Es gibt verschiedene Puffersysteme im menschlichen Körper:

  • Bikarbonatpuffer (extrazellulär)
  • Hämoglobinpuffer
  • Phosphatpuffer (intrazellulär und Harn)
  • Proteinpuffer im Plasma

Ist das Säure-Basen-Gleichgewicht auf Dauer gestört und fehlen basische Mineralsalze, sollen laut Theorie zunehmend Säuren im Bindegewebe (gilt als cellulitefördernd) und anderen Körpergeweben (Steigerung der Verletzungsanfälligkeit) abgelagert werden. Zusätzliche körperliche Symptome wie z.B. Müdigkeit, Lustlosigkeit, Konzentrationsstörungen oder Stressanfälligkeit können damit einhergehen. Man vermutet, dass eine ständige Übersäuerung des Körpers mitverantwortlich für viele Krankheiten ist : Neurodermitis, Magen-Darm Erkrankungen, Migräne, Herz-Kreislauferkrankungen, Diabetes oder sogar Krebs.

Durch die vermehrte Pufferarbeit des Organismus soll es dann auch in anderen Systemen Probleme geben. Knochenabbau kann begünstigt werden, weil die ausgelöste basischen Phosphate sich nicht mit dem Kalzium verbinden und  Kalzium dann ausgeschieden wird.
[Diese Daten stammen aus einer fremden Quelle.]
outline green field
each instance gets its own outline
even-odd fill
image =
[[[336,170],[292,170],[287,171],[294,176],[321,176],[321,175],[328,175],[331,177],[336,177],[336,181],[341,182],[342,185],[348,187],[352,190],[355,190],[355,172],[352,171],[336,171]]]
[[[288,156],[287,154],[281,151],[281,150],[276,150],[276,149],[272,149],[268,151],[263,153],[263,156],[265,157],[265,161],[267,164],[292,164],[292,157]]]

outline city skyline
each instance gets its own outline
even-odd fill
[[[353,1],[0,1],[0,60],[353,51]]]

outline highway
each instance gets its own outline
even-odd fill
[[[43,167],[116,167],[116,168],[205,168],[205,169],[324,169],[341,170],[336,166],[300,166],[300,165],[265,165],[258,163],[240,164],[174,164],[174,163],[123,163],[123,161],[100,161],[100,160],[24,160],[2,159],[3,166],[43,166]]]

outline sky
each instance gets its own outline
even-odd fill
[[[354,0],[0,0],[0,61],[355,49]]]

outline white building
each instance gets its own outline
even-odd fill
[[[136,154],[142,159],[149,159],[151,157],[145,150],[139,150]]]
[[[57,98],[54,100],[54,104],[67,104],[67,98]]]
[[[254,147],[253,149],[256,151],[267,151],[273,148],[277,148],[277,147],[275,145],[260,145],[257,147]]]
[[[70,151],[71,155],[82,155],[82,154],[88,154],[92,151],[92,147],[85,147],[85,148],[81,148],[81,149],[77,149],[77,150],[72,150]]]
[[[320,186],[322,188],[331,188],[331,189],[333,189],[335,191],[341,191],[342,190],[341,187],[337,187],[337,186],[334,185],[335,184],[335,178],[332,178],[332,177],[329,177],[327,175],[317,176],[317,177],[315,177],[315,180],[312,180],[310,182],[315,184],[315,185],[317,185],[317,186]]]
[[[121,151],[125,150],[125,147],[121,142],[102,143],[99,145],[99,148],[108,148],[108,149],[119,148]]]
Die Folge sollt Osteoporose (Abnahme der Knochendichte) sein.

 

Wie kann eine Übersäuerung des Körpers erkannt werden?

Neben den oben genannten Symptomen ist eine Blut pH Messung das beste Mittel um dies herauszufinden. Ebenso kann eine Urin pH Messung grobe Auskunft über den Säurezustand des Körpers geben. Allerdings ist der Urin pH starken Schwankungen unterworfen. Hierzu sollte dieser über eine Woche mehrmals täglich mit Hilfe eines pH Streifens gemessen und notiert werden. Werte, die im Schnitt um pH 7 und drüber liegen sind wünschenswert. Liegt der pH-Wert jedoch größtenteils unter 6,5, spricht dies für eine zu hohe Säurebelastung.

Wird eine dauerhafte Übersäuerung angedeutet, können säurebildende Lebensmittel reduziert und basische Lebensmittel bevorzugt werden. Zusätzlich könnte mindestens 2 bis 3 Liter Wasser und/oder Kräutertee getrunken werden. Ggf. kann die Einnahme von basischen Salzen mit Hilfe eines Basenpulvers unterstützt werden. Ebenso können basische Körperbäder (pH-Wert > 8,5) mit mindestens 30 Minuten Dauer hilfreich sein. Sie fördern zudem auch die Regenration nach einem ausbelastenden Training.

Um eine Übersäuerung zu vermeiden bzw. einer chronischen Übersäuerung entgegen zu wirken, ist regelmäßige Bewegung und ein konsequente Nahrungsmittelumstellung aus basenspendenden Lebensmittel anzuraten.

  • Zu den basenspendenden Nahrungsmitteln gehören z.B.: Blatt- und Wurzelgemüse, Kartoffeln, Obst, Wildkräuter, Gewürzkräuter, rohe Milch, Wasser ohne Kohlensäure.Coaching (z.B. Gewichtsmanagement)
  • Zu den Nahrungsmitteln, die eine Übersäuerung fördern gehören z.B.: Fleisch, Innereien, Fisch, Käse, Eiweiß, Hülsenfrüchte, Spargel, Rosenkohl, Süßigkeiten, Zucker, Alkohol, Kaffe, Teigwaren und Fette.